14.10.13
Road repairs would cost £10.5bn to clear
The average car driver is now paying £1,117 to the Treasury each year, as councils struggle to manage a £10.5bn backlog of road repairs.
The Local Government Association (LGA) is calling for greater funding for highways maintenance, for which councils’ funding will have been cut by 20% by 2015.
Research from the RAC showed the Government collects around £38bn each year through Vehicle Excise Duty, fuel duty and VAT on fuel.
Cllr Peter Box, chair of the LGA’s Economy and Transport Board, said: “Councils are on the side of hard-pressed motorists, keeping a lid on parking charges and fixing more potholes than ever before, in the face of deep funding cuts imposed by the Government.
“The stark reality is that the average car driver is paying 30 times more to fill the Treasury’s coffers to use a transport system that is crumbling under decades of underfunding.

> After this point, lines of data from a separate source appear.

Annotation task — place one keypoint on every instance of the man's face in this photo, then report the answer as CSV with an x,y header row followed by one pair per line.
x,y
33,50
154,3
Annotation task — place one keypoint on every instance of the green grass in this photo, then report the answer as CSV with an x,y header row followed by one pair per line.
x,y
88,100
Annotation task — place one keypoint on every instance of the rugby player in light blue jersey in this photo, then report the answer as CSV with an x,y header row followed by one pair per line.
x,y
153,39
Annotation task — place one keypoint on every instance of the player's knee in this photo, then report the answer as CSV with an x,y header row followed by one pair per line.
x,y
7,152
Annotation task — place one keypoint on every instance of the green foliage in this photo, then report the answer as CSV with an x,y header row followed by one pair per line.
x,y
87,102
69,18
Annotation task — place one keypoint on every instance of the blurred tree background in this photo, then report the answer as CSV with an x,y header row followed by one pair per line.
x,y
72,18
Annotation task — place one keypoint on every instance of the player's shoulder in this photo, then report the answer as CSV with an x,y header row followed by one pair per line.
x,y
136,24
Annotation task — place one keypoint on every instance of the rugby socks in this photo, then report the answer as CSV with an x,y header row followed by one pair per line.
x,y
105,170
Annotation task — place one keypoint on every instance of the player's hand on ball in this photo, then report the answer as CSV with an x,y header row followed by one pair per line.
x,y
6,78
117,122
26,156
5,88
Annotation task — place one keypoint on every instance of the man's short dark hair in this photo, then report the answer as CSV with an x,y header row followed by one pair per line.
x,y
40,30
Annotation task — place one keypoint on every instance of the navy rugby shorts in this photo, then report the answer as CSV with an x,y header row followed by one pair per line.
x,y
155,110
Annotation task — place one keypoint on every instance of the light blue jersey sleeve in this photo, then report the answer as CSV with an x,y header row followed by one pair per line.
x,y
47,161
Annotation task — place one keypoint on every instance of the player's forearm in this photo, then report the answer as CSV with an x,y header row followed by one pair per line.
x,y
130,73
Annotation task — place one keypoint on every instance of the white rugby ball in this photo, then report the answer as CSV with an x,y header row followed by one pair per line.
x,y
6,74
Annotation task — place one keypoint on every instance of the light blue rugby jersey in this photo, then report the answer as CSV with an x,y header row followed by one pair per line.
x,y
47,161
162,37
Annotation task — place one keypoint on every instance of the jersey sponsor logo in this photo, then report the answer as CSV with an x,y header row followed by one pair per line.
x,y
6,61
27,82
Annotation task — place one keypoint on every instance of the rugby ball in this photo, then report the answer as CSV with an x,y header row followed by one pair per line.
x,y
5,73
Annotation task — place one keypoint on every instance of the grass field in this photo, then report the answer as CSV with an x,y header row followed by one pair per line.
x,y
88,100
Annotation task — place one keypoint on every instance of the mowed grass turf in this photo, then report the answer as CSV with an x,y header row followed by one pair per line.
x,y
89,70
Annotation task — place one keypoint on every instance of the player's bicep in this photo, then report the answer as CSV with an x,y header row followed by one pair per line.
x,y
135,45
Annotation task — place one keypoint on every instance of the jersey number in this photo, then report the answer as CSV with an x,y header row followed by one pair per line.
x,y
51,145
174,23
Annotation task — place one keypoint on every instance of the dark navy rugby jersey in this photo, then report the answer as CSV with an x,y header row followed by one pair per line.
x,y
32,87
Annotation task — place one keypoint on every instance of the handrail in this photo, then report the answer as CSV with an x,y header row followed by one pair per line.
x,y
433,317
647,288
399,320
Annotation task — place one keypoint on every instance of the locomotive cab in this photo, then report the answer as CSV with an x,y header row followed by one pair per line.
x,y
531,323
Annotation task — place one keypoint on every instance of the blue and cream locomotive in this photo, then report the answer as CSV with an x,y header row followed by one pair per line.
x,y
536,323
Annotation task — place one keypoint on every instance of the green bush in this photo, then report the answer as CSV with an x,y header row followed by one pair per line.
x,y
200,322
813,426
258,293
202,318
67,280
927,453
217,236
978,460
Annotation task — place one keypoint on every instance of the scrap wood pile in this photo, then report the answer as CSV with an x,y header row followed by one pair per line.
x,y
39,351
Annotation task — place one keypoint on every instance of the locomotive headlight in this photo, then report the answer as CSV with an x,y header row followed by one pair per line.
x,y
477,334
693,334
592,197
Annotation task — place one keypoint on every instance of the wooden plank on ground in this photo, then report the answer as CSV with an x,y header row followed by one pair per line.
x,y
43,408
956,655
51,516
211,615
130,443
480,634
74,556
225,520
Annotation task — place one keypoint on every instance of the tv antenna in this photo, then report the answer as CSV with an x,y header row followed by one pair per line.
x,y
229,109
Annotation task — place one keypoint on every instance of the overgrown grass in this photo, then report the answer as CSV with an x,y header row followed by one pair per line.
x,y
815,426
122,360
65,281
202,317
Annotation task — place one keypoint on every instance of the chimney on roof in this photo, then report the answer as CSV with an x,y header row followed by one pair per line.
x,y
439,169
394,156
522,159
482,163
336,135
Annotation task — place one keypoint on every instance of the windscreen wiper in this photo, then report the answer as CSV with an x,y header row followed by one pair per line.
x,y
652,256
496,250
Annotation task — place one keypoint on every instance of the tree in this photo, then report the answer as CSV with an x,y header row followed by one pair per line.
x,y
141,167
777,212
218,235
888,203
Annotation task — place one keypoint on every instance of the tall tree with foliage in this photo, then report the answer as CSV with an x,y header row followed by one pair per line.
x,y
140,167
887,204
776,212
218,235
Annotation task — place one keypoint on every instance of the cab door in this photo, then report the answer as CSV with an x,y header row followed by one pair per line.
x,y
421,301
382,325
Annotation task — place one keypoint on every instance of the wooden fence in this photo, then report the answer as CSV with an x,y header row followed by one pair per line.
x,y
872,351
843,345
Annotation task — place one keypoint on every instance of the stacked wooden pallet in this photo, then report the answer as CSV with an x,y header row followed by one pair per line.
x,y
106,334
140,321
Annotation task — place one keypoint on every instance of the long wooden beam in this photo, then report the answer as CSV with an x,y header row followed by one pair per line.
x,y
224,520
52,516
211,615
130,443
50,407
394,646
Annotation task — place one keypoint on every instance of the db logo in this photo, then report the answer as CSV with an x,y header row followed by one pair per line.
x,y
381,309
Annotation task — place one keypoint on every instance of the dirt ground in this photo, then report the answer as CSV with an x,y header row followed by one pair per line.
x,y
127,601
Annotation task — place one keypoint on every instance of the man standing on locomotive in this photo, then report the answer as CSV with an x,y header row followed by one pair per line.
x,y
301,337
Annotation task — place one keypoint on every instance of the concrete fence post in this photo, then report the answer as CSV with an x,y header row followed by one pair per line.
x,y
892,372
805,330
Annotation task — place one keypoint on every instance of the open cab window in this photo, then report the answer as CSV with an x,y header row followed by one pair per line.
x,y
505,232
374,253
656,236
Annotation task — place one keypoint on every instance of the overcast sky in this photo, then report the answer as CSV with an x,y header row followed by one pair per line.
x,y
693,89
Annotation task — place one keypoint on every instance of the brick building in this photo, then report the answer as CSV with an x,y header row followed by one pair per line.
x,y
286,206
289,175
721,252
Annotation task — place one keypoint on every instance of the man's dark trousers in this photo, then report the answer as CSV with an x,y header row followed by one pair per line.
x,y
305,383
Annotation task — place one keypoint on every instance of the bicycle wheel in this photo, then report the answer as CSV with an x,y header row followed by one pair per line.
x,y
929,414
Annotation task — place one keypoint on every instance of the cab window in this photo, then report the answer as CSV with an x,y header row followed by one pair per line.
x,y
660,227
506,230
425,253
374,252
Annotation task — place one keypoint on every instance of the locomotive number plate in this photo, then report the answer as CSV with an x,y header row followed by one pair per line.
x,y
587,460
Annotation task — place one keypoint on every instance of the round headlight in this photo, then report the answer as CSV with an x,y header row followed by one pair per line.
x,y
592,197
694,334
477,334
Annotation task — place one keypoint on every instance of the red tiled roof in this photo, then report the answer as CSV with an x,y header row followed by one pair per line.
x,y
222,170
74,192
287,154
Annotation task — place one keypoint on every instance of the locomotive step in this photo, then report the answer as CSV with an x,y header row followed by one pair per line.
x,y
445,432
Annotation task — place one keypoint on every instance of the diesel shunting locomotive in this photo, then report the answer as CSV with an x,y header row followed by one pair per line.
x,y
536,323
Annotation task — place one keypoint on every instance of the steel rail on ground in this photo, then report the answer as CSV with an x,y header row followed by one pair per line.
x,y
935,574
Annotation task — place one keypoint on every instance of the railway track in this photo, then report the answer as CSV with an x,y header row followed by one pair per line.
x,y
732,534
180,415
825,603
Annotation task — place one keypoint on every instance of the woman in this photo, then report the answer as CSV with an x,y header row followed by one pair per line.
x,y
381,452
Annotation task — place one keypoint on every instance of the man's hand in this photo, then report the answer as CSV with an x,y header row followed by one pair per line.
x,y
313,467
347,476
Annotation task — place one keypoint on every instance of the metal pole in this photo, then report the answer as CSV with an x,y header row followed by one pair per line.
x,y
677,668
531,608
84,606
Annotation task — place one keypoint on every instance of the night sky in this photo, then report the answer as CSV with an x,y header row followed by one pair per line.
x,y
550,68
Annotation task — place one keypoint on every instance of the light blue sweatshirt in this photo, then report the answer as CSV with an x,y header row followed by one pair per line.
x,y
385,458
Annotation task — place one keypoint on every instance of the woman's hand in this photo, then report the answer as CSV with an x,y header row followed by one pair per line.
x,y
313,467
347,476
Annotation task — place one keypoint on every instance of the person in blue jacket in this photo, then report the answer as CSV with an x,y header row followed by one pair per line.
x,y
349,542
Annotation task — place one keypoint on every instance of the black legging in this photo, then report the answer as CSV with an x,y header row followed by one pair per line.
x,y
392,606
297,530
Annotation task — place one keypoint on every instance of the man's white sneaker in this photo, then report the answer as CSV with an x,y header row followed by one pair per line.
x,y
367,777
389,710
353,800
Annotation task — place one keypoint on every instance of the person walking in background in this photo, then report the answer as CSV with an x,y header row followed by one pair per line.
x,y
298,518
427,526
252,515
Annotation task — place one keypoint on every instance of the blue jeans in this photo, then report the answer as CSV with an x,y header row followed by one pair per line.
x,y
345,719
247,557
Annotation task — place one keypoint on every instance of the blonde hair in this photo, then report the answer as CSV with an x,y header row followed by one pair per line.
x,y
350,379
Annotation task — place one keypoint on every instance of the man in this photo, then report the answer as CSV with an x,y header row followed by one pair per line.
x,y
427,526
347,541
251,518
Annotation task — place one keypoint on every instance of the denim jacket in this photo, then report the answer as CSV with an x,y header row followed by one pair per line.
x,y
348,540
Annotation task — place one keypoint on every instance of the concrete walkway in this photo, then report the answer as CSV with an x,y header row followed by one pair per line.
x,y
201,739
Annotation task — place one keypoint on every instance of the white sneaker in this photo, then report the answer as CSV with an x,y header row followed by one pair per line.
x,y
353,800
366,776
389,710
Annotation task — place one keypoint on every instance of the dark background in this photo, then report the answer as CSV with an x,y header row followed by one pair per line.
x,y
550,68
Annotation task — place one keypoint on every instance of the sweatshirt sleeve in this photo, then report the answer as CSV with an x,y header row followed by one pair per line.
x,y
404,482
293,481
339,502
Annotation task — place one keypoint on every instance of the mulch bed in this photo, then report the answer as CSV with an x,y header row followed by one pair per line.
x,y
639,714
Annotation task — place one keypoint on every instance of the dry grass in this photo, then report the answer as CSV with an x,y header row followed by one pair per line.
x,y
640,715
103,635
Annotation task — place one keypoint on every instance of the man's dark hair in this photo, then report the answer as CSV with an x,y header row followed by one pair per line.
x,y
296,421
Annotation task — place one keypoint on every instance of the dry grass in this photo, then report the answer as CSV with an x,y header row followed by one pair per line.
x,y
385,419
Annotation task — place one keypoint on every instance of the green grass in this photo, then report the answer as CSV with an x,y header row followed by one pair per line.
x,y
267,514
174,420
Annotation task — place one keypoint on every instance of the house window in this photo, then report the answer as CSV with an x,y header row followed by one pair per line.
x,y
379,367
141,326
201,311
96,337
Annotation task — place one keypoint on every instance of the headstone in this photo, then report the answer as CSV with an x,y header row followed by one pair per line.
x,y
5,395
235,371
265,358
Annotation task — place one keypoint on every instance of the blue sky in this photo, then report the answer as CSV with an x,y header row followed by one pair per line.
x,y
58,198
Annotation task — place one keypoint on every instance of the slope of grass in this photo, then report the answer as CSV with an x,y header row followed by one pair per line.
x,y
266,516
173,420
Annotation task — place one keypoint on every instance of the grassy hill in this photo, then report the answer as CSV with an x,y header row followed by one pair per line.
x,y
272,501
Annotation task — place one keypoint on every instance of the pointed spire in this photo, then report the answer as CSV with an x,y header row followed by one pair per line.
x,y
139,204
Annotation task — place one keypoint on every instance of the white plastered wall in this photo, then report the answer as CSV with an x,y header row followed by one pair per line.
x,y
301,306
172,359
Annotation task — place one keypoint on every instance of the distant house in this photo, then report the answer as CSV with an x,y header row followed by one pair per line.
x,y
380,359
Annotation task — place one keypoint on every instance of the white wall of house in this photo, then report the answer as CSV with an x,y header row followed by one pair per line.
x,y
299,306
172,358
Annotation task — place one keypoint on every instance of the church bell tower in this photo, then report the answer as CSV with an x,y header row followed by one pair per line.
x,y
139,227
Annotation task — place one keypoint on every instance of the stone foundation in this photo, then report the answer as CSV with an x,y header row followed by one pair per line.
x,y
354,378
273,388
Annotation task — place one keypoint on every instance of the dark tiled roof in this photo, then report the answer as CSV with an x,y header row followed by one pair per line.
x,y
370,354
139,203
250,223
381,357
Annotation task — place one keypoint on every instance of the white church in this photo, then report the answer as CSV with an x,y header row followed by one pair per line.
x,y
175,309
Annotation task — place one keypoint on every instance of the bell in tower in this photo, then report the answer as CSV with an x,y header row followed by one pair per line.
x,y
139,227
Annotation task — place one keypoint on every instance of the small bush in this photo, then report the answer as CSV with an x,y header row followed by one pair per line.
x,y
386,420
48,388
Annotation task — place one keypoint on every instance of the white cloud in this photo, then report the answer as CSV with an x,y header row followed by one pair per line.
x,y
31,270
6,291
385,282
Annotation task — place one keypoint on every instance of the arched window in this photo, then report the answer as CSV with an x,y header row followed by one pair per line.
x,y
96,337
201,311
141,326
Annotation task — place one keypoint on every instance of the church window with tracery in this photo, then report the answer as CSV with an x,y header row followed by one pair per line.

“The backlog in repairs is growing longer each year with the town hall bill to clear it at £10.5bn and rising. That is why councils now need increased and consistent highways funding to invest in the widespread resurfacing projects desperately needed for a long-term improvement.”
A BBC survey last week showed that road maintenance and potholes were causing huge concern to the public – they were the area of public services that by far the most people thought had got worse in the last five years.